A structured set of objections, weighed in public.

Desk editor's note, referee report, simulated authors' rebuttal, and a circularity audit. Tearing a paper down is the easy half of reading it; the pith above is the substance, this is the friction.

Desk Editor's Note private letter to a colleague

Fine-tuning SAM on waste datasets produces the claimed IoU numbers, but the abstract gives no evidence the comparisons used identical test splits or evaluation protocols.

read the letter

The paper fine-tunes SAM-ViT-H on three existing waste segmentation collections and reports that it beats the prior numbers on Zerowaste and TACO by roughly 30 IoU while landing 1.44 points behind the best result on TrashCan. That is the concrete takeaway.

The work itself is a direct transfer-learning experiment. The authors note that the datasets contain occlusions, transparent items, and background confusion, which are the sort of conditions SAM was pretrained to handle. They then show the adapted model improves on the cited baselines. The numbers are stated plainly, which is better than papers that only claim qualitative gains.

The soft spot is exactly the one flagged in the stress-test note. The abstract supplies no training recipe, no confirmation that the same test images and metric code were used for the baselines, and no ablations. Without those, the 30-point delta could come from different data partitions or from the fine-tuning setup itself rather than from SAM. The paper does not appear to contain new algorithms or derivations; it is an empirical check on an existing model.

This is a narrow application paper aimed at people building vision systems for recycling or waste sorting. A reader already working on those datasets might find the numbers worth checking against their own runs. Outside that subfield there is little to carry over.

I would not bring it to a reading group. I would not cite it. The central performance claim rests on unverified comparison details, so the paper does not reach the threshold where a serious editor should send it for peer review.

Referee Report

2 major / 1 minor

Summary. The paper evaluates the Segment Anything Model (SAM) on three waste segmentation datasets (Zerowaste, TACO, TrashCan 1.0) that feature real-world challenges such as occlusions, deformable objects, transparency, and background confusion. It reports that fine-tuning the SAM-ViT-H variant produces large gains, outperforming prior SOTA methods on Zerowaste and TACO by +30 IoU while approaching TrashCan 1.0 performance within -1.44 IoU, and concludes that fine-tuning SAM is essential for better generalization on downstream waste tasks rather than discarding the model.

Significance. If the reported IoU deltas are shown to arise from identical test splits and evaluation protocols, the result would indicate that a general-purpose foundation model can be adapted to deliver competitive performance on a domain with substantial visual variability, supporting the broader utility of fine-tuning SAM-style models for specialized segmentation without designing new architectures from scratch.

major comments (2)

[Abstract] Abstract: the headline claim of a +30 IoU improvement on Zerowaste and TACO (and -1.44 on TrashCan 1.0) is presented without any description of the train/test splits, confirmation that the cited SOTA baselines were re-evaluated on the identical held-out images, or the precise IoU computation (per-image vs. dataset-wide, threshold, etc.). This information is load-bearing for the central generalization argument.
[Abstract] Abstract: no training protocol is supplied (learning rate, number of epochs, data augmentations, optimizer, or whether the SAM encoder was frozen), nor are any ablations or error bars across runs. Without these, it is impossible to determine whether the reported gains are attributable to fine-tuning SAM or to other uncontrolled factors.

minor comments (1)

[Abstract] Abstract contains the typo "state-ofthe-art" (missing space).

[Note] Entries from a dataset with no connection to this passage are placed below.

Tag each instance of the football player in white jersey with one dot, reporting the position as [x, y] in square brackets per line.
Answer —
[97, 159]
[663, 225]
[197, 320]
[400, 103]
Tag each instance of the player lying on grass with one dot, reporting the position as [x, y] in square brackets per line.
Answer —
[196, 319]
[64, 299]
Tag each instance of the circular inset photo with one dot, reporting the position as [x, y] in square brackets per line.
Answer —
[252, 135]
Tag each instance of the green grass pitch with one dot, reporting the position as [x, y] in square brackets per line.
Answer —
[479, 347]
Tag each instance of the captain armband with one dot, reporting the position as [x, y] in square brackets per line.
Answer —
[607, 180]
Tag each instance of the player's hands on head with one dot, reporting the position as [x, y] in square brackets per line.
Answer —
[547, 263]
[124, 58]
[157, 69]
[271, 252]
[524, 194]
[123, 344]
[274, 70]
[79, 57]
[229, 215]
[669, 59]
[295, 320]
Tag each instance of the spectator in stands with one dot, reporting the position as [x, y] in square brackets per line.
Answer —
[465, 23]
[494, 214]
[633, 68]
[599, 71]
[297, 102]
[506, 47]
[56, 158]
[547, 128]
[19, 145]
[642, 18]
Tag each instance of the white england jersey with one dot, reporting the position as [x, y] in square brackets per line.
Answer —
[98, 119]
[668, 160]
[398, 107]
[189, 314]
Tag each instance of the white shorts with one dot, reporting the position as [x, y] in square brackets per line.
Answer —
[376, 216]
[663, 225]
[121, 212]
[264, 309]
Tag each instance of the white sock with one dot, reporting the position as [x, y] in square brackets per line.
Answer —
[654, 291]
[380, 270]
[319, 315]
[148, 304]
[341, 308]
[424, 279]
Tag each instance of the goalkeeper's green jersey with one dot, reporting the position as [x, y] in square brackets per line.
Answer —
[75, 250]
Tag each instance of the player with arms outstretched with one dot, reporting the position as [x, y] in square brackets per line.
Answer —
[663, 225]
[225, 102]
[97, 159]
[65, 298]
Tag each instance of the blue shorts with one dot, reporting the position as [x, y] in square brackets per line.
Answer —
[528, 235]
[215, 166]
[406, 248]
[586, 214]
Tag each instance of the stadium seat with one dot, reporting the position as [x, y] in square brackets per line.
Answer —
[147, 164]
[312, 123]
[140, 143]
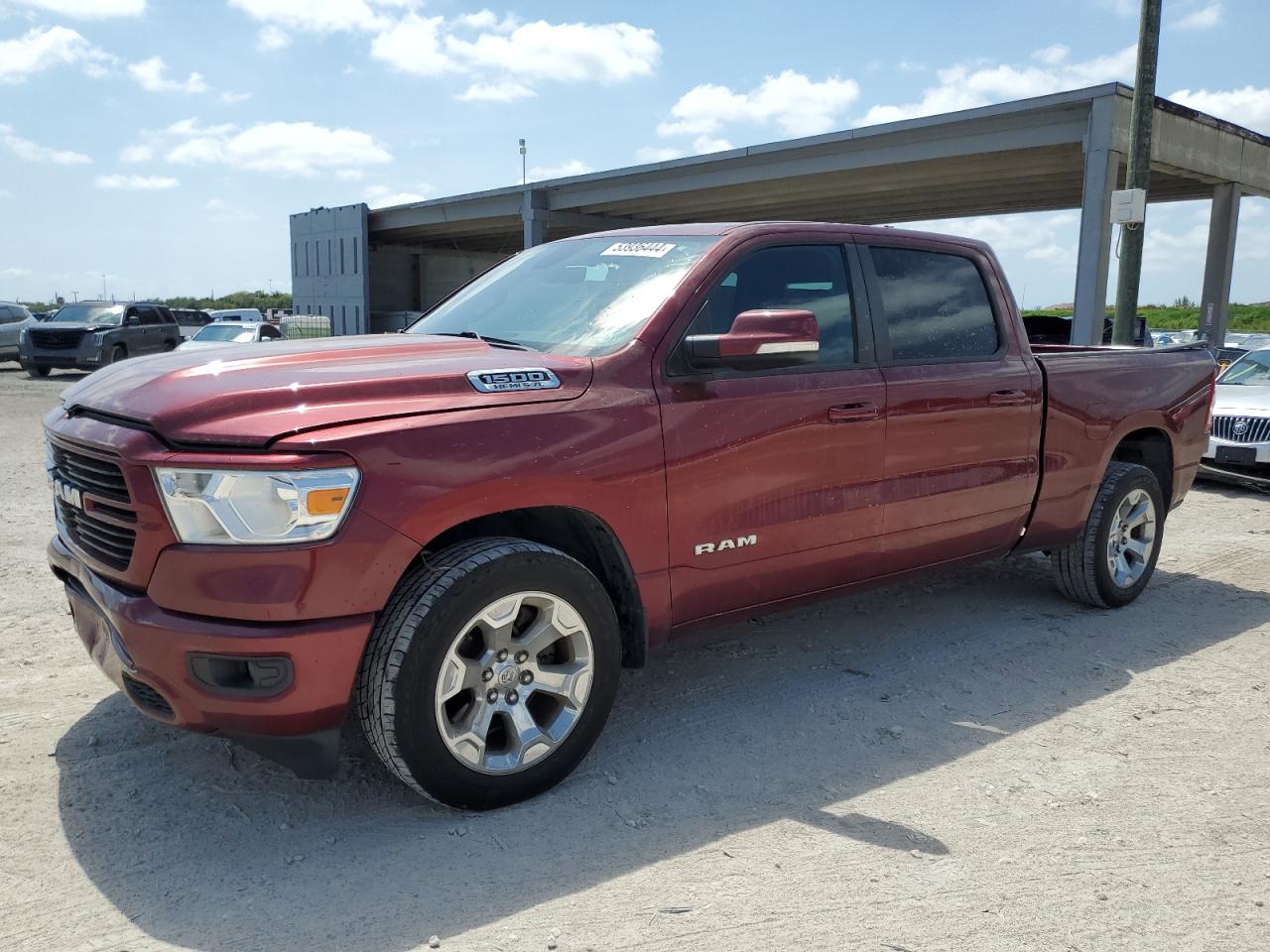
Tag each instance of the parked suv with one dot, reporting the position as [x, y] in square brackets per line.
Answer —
[89, 334]
[13, 320]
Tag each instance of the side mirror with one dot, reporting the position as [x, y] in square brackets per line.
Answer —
[758, 340]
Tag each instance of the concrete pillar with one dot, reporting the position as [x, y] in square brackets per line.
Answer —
[534, 214]
[1093, 254]
[1214, 302]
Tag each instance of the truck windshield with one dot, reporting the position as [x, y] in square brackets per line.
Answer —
[90, 313]
[1251, 370]
[581, 298]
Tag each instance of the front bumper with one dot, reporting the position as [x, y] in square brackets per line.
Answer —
[1241, 463]
[146, 652]
[81, 358]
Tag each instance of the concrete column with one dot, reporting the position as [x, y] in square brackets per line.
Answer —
[1214, 303]
[1093, 254]
[534, 214]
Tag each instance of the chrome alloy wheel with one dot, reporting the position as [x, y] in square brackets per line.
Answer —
[515, 682]
[1130, 538]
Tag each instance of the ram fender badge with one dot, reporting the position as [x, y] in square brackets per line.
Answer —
[725, 544]
[513, 379]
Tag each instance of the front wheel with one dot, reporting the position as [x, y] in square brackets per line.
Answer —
[1114, 557]
[490, 673]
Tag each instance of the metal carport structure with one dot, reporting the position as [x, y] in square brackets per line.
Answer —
[1044, 154]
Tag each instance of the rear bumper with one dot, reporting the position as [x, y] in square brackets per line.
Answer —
[146, 652]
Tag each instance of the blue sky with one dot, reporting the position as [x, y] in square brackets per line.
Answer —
[164, 143]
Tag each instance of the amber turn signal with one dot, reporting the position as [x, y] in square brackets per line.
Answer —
[325, 502]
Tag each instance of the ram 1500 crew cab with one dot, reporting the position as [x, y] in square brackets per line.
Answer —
[457, 536]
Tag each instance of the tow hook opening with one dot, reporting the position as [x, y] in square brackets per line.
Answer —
[241, 674]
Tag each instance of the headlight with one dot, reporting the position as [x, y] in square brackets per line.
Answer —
[245, 507]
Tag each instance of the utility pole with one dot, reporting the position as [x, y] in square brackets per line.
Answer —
[1138, 172]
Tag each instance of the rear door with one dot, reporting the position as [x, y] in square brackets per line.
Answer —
[772, 476]
[964, 404]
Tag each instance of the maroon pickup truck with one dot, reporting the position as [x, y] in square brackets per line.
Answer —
[456, 536]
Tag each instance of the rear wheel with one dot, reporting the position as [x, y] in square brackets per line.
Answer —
[490, 674]
[1114, 557]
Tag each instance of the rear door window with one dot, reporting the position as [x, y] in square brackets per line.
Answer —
[935, 306]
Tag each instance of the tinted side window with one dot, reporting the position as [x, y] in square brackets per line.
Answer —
[935, 304]
[793, 277]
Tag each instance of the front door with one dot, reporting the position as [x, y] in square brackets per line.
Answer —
[964, 407]
[774, 476]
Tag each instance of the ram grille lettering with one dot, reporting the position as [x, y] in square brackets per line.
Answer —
[513, 380]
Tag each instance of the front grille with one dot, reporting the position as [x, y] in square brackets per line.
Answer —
[56, 339]
[108, 543]
[148, 698]
[91, 475]
[1242, 429]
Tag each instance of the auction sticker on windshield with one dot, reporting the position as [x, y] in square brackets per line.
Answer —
[639, 249]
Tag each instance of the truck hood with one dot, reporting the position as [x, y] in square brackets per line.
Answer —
[252, 397]
[1241, 399]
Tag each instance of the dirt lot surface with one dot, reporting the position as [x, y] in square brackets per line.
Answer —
[970, 763]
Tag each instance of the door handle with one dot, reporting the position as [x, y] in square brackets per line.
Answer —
[851, 413]
[1007, 398]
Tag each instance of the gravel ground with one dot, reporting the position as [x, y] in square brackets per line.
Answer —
[966, 763]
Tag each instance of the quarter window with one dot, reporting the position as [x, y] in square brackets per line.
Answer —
[935, 304]
[789, 277]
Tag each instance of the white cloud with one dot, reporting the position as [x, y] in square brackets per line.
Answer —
[574, 167]
[795, 104]
[33, 153]
[965, 87]
[1203, 18]
[571, 53]
[136, 182]
[314, 16]
[382, 197]
[271, 39]
[498, 91]
[281, 148]
[136, 154]
[86, 9]
[151, 75]
[221, 211]
[44, 48]
[1247, 107]
[658, 154]
[708, 144]
[414, 46]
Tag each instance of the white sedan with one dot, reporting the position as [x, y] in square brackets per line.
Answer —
[1238, 448]
[222, 333]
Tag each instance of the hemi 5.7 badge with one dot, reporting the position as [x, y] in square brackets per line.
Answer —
[513, 380]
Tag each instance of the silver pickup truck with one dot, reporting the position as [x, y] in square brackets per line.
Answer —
[90, 334]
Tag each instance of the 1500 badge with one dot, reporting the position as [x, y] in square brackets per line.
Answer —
[513, 379]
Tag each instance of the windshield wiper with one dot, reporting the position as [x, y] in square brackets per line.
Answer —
[484, 339]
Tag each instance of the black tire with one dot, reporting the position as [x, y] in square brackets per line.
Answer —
[1080, 569]
[398, 676]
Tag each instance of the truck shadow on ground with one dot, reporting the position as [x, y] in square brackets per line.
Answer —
[211, 848]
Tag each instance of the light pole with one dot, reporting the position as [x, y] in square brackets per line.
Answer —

Simulated Author's Rebuttal

2 responses · 0 unresolved

We thank the referee for the careful reading and for highlighting the need for greater transparency in the abstract. We agree that the headline results require supporting details on splits, baselines, metrics, and training protocol to be fully convincing. We will revise the abstract (and cross-reference the methods) to address both points.

read point-by-point responses

Referee: [Abstract] Abstract: the headline claim of a +30 IoU improvement on Zerowaste and TACO (and -1.44 on TrashCan 1.0) is presented without any description of the train/test splits, confirmation that the cited SOTA baselines were re-evaluated on the identical held-out images, or the precise IoU computation (per-image vs. dataset-wide, threshold, etc.). This information is load-bearing for the central generalization argument.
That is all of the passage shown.